Design Review: When I look at this design, my first thought is “Wakanda Forever” and I’m instantly taken to a world of ancient warriors. The inspiration is in fact related to battles since they pulled the pattern from the Ksour Essef cuirass, an ancient piece worn by the ancient Tunisian military that is linked with the great general, Hanibal. Although it’s a nice concept, I guess they could have made a less “in your face” design and still made the historic reference. It’s not a bad piece but it’s also not worthy of a top rank position.
Design Review: Across the 32 teams, I can’t think of a design that it’s more classic and old school than the Uruguay one. They are using the traditional celestial blue with white details on the collar and the sleeves. There’s not much contrast in the chosen colours and even the gold on the logos is not popping out. Apart from that, it’s undeniably an iconic shirt. Not because of a fantastic design but because of the historic references that are associated with Uruguay.
United States of America
Design Review: In my opinion this design is a bit of a disappointment. They could have used so many references to make the design more interesting and more representative of their nation. The only detail worth mentioning is that they used the Nike logo on their sleeves instead of using it in the front as a reference to the way that it’s done in American Football. Other than that, I believe that this design is missing some authenticity.

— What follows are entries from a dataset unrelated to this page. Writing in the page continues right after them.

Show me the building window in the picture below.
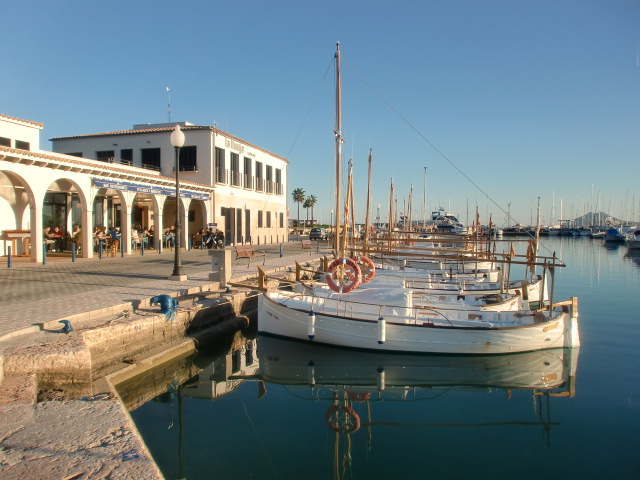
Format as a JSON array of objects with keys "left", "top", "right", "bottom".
[
  {"left": 0, "top": 137, "right": 10, "bottom": 147},
  {"left": 66, "top": 152, "right": 83, "bottom": 158},
  {"left": 215, "top": 147, "right": 226, "bottom": 183},
  {"left": 120, "top": 149, "right": 133, "bottom": 165},
  {"left": 179, "top": 146, "right": 197, "bottom": 171},
  {"left": 255, "top": 161, "right": 263, "bottom": 191},
  {"left": 243, "top": 157, "right": 252, "bottom": 188},
  {"left": 141, "top": 148, "right": 161, "bottom": 170},
  {"left": 245, "top": 209, "right": 251, "bottom": 242},
  {"left": 15, "top": 140, "right": 30, "bottom": 151},
  {"left": 279, "top": 212, "right": 284, "bottom": 228},
  {"left": 266, "top": 165, "right": 273, "bottom": 193},
  {"left": 258, "top": 210, "right": 263, "bottom": 228},
  {"left": 267, "top": 211, "right": 271, "bottom": 228},
  {"left": 97, "top": 150, "right": 115, "bottom": 163},
  {"left": 275, "top": 168, "right": 282, "bottom": 195},
  {"left": 230, "top": 152, "right": 240, "bottom": 186}
]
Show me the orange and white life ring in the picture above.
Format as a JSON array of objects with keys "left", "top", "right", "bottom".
[
  {"left": 348, "top": 391, "right": 371, "bottom": 402},
  {"left": 325, "top": 404, "right": 361, "bottom": 433},
  {"left": 326, "top": 257, "right": 361, "bottom": 293},
  {"left": 351, "top": 255, "right": 376, "bottom": 283}
]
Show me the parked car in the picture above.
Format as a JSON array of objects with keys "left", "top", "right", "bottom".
[{"left": 309, "top": 227, "right": 328, "bottom": 240}]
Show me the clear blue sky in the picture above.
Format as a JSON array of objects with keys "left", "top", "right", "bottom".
[{"left": 4, "top": 0, "right": 639, "bottom": 227}]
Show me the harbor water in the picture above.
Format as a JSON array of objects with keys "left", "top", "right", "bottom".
[{"left": 121, "top": 237, "right": 640, "bottom": 479}]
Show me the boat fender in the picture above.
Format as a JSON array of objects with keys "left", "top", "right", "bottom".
[
  {"left": 307, "top": 360, "right": 316, "bottom": 386},
  {"left": 378, "top": 316, "right": 386, "bottom": 344},
  {"left": 351, "top": 255, "right": 376, "bottom": 283},
  {"left": 377, "top": 366, "right": 386, "bottom": 391},
  {"left": 326, "top": 257, "right": 361, "bottom": 293},
  {"left": 325, "top": 405, "right": 361, "bottom": 433},
  {"left": 308, "top": 310, "right": 316, "bottom": 340}
]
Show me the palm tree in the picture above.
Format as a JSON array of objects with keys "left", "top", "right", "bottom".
[
  {"left": 292, "top": 188, "right": 305, "bottom": 232},
  {"left": 303, "top": 198, "right": 312, "bottom": 227},
  {"left": 308, "top": 195, "right": 318, "bottom": 226}
]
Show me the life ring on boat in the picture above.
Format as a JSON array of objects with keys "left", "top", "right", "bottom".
[
  {"left": 325, "top": 405, "right": 361, "bottom": 433},
  {"left": 351, "top": 255, "right": 376, "bottom": 283},
  {"left": 348, "top": 391, "right": 371, "bottom": 402},
  {"left": 326, "top": 257, "right": 361, "bottom": 293}
]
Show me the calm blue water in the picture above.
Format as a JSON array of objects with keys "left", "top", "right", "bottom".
[{"left": 124, "top": 237, "right": 640, "bottom": 479}]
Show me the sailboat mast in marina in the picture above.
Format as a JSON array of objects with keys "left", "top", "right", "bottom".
[{"left": 333, "top": 42, "right": 342, "bottom": 255}]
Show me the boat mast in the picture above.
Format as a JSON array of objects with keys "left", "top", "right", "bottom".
[
  {"left": 334, "top": 42, "right": 343, "bottom": 255},
  {"left": 364, "top": 148, "right": 373, "bottom": 253},
  {"left": 388, "top": 178, "right": 394, "bottom": 250},
  {"left": 422, "top": 166, "right": 427, "bottom": 231}
]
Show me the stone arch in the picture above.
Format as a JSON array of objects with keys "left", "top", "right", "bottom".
[
  {"left": 162, "top": 196, "right": 187, "bottom": 247},
  {"left": 187, "top": 199, "right": 208, "bottom": 239},
  {"left": 0, "top": 170, "right": 36, "bottom": 256},
  {"left": 41, "top": 177, "right": 91, "bottom": 256}
]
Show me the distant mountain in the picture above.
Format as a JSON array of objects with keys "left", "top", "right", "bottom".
[{"left": 568, "top": 212, "right": 626, "bottom": 227}]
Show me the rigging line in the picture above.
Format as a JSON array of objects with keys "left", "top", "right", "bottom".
[
  {"left": 285, "top": 57, "right": 335, "bottom": 160},
  {"left": 342, "top": 58, "right": 504, "bottom": 216},
  {"left": 342, "top": 57, "right": 557, "bottom": 257},
  {"left": 237, "top": 397, "right": 281, "bottom": 480}
]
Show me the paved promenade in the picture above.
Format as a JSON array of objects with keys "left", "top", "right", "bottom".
[{"left": 0, "top": 241, "right": 328, "bottom": 338}]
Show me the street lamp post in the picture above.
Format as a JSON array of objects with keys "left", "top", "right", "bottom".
[{"left": 170, "top": 125, "right": 186, "bottom": 281}]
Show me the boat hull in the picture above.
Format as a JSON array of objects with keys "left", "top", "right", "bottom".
[{"left": 258, "top": 293, "right": 579, "bottom": 355}]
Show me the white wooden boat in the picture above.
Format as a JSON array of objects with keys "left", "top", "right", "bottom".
[
  {"left": 296, "top": 281, "right": 526, "bottom": 312},
  {"left": 369, "top": 269, "right": 548, "bottom": 305},
  {"left": 258, "top": 288, "right": 580, "bottom": 355}
]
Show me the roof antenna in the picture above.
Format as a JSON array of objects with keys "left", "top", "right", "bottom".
[{"left": 166, "top": 87, "right": 172, "bottom": 123}]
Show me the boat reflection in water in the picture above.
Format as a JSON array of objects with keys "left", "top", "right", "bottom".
[
  {"left": 257, "top": 334, "right": 579, "bottom": 477},
  {"left": 123, "top": 333, "right": 580, "bottom": 479}
]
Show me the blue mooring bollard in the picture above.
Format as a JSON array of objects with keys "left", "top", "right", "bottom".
[
  {"left": 43, "top": 244, "right": 47, "bottom": 265},
  {"left": 72, "top": 243, "right": 76, "bottom": 262},
  {"left": 7, "top": 246, "right": 12, "bottom": 268},
  {"left": 121, "top": 240, "right": 124, "bottom": 257},
  {"left": 99, "top": 242, "right": 103, "bottom": 259},
  {"left": 141, "top": 240, "right": 145, "bottom": 256}
]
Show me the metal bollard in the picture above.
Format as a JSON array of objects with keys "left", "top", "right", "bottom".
[
  {"left": 280, "top": 244, "right": 283, "bottom": 258},
  {"left": 99, "top": 242, "right": 103, "bottom": 259},
  {"left": 121, "top": 239, "right": 124, "bottom": 257},
  {"left": 72, "top": 243, "right": 76, "bottom": 262},
  {"left": 141, "top": 240, "right": 145, "bottom": 256},
  {"left": 7, "top": 246, "right": 12, "bottom": 268},
  {"left": 43, "top": 244, "right": 47, "bottom": 265}
]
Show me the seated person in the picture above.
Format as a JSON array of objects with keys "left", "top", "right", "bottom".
[
  {"left": 164, "top": 226, "right": 176, "bottom": 248},
  {"left": 214, "top": 229, "right": 225, "bottom": 248},
  {"left": 193, "top": 228, "right": 206, "bottom": 248},
  {"left": 51, "top": 226, "right": 65, "bottom": 252},
  {"left": 204, "top": 227, "right": 214, "bottom": 249},
  {"left": 43, "top": 226, "right": 57, "bottom": 251},
  {"left": 147, "top": 225, "right": 155, "bottom": 248},
  {"left": 71, "top": 225, "right": 82, "bottom": 251}
]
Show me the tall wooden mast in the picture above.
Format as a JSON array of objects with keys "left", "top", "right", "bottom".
[{"left": 334, "top": 42, "right": 342, "bottom": 255}]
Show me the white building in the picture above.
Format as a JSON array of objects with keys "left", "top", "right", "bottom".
[{"left": 0, "top": 114, "right": 288, "bottom": 263}]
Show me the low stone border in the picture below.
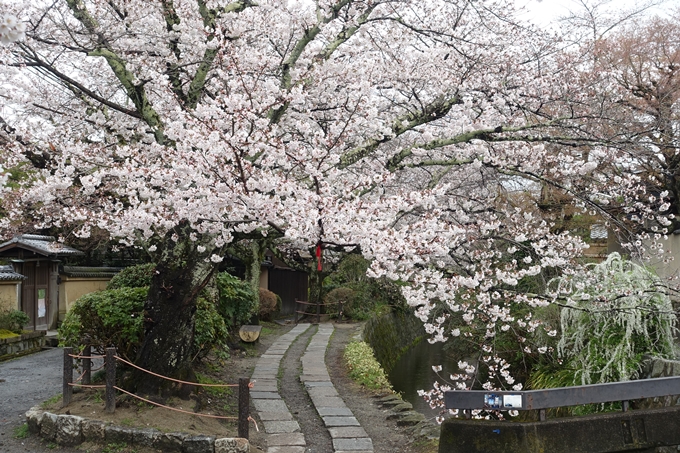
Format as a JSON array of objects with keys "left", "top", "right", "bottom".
[
  {"left": 0, "top": 330, "right": 45, "bottom": 361},
  {"left": 25, "top": 406, "right": 249, "bottom": 453}
]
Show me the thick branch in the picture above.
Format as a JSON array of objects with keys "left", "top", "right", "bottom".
[{"left": 338, "top": 95, "right": 461, "bottom": 169}]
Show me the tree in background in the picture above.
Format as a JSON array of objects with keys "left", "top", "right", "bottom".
[{"left": 0, "top": 0, "right": 674, "bottom": 398}]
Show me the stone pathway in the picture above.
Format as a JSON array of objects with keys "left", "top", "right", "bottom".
[{"left": 251, "top": 323, "right": 374, "bottom": 453}]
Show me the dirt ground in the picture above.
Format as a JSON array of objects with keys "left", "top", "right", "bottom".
[{"left": 30, "top": 320, "right": 438, "bottom": 453}]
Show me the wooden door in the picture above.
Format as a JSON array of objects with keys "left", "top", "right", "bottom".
[
  {"left": 20, "top": 262, "right": 49, "bottom": 330},
  {"left": 21, "top": 262, "right": 36, "bottom": 330}
]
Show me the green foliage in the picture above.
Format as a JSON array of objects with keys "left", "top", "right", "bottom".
[
  {"left": 193, "top": 294, "right": 228, "bottom": 360},
  {"left": 0, "top": 309, "right": 30, "bottom": 334},
  {"left": 548, "top": 253, "right": 677, "bottom": 386},
  {"left": 59, "top": 287, "right": 147, "bottom": 359},
  {"left": 106, "top": 263, "right": 154, "bottom": 289},
  {"left": 344, "top": 340, "right": 393, "bottom": 391},
  {"left": 61, "top": 285, "right": 228, "bottom": 361},
  {"left": 326, "top": 280, "right": 407, "bottom": 320},
  {"left": 13, "top": 423, "right": 29, "bottom": 439},
  {"left": 216, "top": 272, "right": 256, "bottom": 327},
  {"left": 323, "top": 255, "right": 407, "bottom": 320}
]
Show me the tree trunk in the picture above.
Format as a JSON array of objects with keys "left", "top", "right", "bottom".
[
  {"left": 133, "top": 222, "right": 215, "bottom": 397},
  {"left": 244, "top": 240, "right": 264, "bottom": 324}
]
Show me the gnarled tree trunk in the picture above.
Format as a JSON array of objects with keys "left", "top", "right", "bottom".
[{"left": 133, "top": 222, "right": 215, "bottom": 396}]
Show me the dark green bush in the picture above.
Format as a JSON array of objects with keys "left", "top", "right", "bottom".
[
  {"left": 193, "top": 294, "right": 228, "bottom": 360},
  {"left": 0, "top": 309, "right": 30, "bottom": 334},
  {"left": 107, "top": 263, "right": 154, "bottom": 289},
  {"left": 61, "top": 281, "right": 230, "bottom": 361},
  {"left": 59, "top": 287, "right": 147, "bottom": 359},
  {"left": 216, "top": 272, "right": 256, "bottom": 327}
]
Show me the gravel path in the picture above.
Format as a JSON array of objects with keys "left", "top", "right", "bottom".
[{"left": 0, "top": 348, "right": 81, "bottom": 453}]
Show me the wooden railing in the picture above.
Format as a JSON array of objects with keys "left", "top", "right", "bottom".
[
  {"left": 445, "top": 376, "right": 680, "bottom": 421},
  {"left": 293, "top": 298, "right": 344, "bottom": 324}
]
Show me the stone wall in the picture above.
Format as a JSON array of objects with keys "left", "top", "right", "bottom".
[
  {"left": 26, "top": 406, "right": 249, "bottom": 453},
  {"left": 363, "top": 311, "right": 425, "bottom": 374},
  {"left": 0, "top": 330, "right": 45, "bottom": 361}
]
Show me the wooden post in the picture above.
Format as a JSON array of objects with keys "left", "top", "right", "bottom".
[
  {"left": 294, "top": 300, "right": 299, "bottom": 324},
  {"left": 238, "top": 378, "right": 250, "bottom": 439},
  {"left": 539, "top": 409, "right": 546, "bottom": 421},
  {"left": 316, "top": 300, "right": 320, "bottom": 324},
  {"left": 63, "top": 347, "right": 73, "bottom": 407},
  {"left": 105, "top": 348, "right": 116, "bottom": 413},
  {"left": 82, "top": 342, "right": 91, "bottom": 386}
]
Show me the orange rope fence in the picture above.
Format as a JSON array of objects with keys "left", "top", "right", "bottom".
[
  {"left": 63, "top": 346, "right": 254, "bottom": 438},
  {"left": 114, "top": 355, "right": 240, "bottom": 388},
  {"left": 114, "top": 386, "right": 239, "bottom": 420}
]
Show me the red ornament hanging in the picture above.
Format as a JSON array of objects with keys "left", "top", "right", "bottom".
[{"left": 315, "top": 242, "right": 322, "bottom": 271}]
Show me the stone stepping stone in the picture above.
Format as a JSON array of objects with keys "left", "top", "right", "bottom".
[
  {"left": 263, "top": 420, "right": 301, "bottom": 434},
  {"left": 322, "top": 416, "right": 360, "bottom": 427},
  {"left": 318, "top": 407, "right": 353, "bottom": 417},
  {"left": 328, "top": 427, "right": 369, "bottom": 438},
  {"left": 267, "top": 447, "right": 305, "bottom": 453},
  {"left": 333, "top": 437, "right": 373, "bottom": 451},
  {"left": 251, "top": 392, "right": 281, "bottom": 399},
  {"left": 267, "top": 433, "right": 305, "bottom": 446}
]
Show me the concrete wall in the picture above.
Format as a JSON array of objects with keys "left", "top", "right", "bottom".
[
  {"left": 58, "top": 278, "right": 110, "bottom": 322},
  {"left": 363, "top": 311, "right": 425, "bottom": 374},
  {"left": 0, "top": 282, "right": 19, "bottom": 312},
  {"left": 439, "top": 406, "right": 680, "bottom": 453}
]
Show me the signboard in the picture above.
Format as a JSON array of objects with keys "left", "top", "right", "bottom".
[{"left": 38, "top": 289, "right": 46, "bottom": 317}]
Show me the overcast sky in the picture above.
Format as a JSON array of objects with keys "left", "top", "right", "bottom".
[{"left": 516, "top": 0, "right": 678, "bottom": 27}]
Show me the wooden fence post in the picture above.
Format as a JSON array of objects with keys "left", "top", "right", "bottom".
[
  {"left": 82, "top": 341, "right": 91, "bottom": 386},
  {"left": 63, "top": 347, "right": 73, "bottom": 407},
  {"left": 294, "top": 300, "right": 299, "bottom": 324},
  {"left": 238, "top": 378, "right": 250, "bottom": 439},
  {"left": 105, "top": 348, "right": 116, "bottom": 413},
  {"left": 316, "top": 300, "right": 320, "bottom": 324}
]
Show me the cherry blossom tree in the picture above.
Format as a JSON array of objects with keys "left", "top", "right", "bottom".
[{"left": 0, "top": 0, "right": 672, "bottom": 397}]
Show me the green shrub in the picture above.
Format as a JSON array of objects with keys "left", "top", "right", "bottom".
[
  {"left": 107, "top": 263, "right": 154, "bottom": 289},
  {"left": 216, "top": 272, "right": 256, "bottom": 327},
  {"left": 59, "top": 287, "right": 147, "bottom": 359},
  {"left": 193, "top": 295, "right": 228, "bottom": 360},
  {"left": 344, "top": 341, "right": 393, "bottom": 392},
  {"left": 61, "top": 285, "right": 229, "bottom": 361},
  {"left": 0, "top": 309, "right": 30, "bottom": 333}
]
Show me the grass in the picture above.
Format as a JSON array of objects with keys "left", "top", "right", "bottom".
[
  {"left": 195, "top": 372, "right": 233, "bottom": 398},
  {"left": 344, "top": 340, "right": 393, "bottom": 392},
  {"left": 41, "top": 394, "right": 62, "bottom": 409},
  {"left": 13, "top": 423, "right": 29, "bottom": 439}
]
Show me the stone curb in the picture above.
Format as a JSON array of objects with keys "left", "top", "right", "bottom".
[{"left": 25, "top": 406, "right": 249, "bottom": 453}]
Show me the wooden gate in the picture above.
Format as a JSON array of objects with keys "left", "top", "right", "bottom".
[
  {"left": 20, "top": 262, "right": 49, "bottom": 330},
  {"left": 268, "top": 268, "right": 308, "bottom": 315}
]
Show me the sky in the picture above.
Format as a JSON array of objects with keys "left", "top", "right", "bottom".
[{"left": 516, "top": 0, "right": 678, "bottom": 27}]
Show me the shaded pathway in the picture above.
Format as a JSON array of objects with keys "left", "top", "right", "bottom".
[{"left": 251, "top": 323, "right": 375, "bottom": 453}]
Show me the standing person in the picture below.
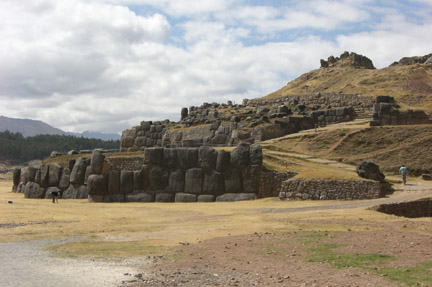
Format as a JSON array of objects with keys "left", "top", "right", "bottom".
[
  {"left": 399, "top": 165, "right": 408, "bottom": 185},
  {"left": 51, "top": 190, "right": 59, "bottom": 204}
]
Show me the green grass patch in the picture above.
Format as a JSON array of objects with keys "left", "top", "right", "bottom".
[
  {"left": 47, "top": 240, "right": 168, "bottom": 259},
  {"left": 374, "top": 262, "right": 432, "bottom": 286},
  {"left": 307, "top": 243, "right": 394, "bottom": 269}
]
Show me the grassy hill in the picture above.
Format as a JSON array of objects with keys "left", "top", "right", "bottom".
[{"left": 264, "top": 57, "right": 432, "bottom": 113}]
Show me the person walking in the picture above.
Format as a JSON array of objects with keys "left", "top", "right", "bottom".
[
  {"left": 51, "top": 190, "right": 59, "bottom": 204},
  {"left": 399, "top": 165, "right": 408, "bottom": 185}
]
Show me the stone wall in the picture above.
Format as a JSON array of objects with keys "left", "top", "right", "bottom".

Design Review: A beautiful vibrant red that takes inspiration from the famous red Welsh dragon (Ddraig Goch in welsh). The zig-zag texture elevates the design of this shirt from a design that could be considered plain, to a stylish and cool piece. The green and white shades from the flag are used in the right spots to bring a bit of contrast. On the back of the shirt you can see a flower -a daffodil – with the Wales motto, ‘Gorau Chwarae Cyd Chwarae’ (‘Team play is the best play’) which embodies the spirit that the Welsh team is bringing to the field.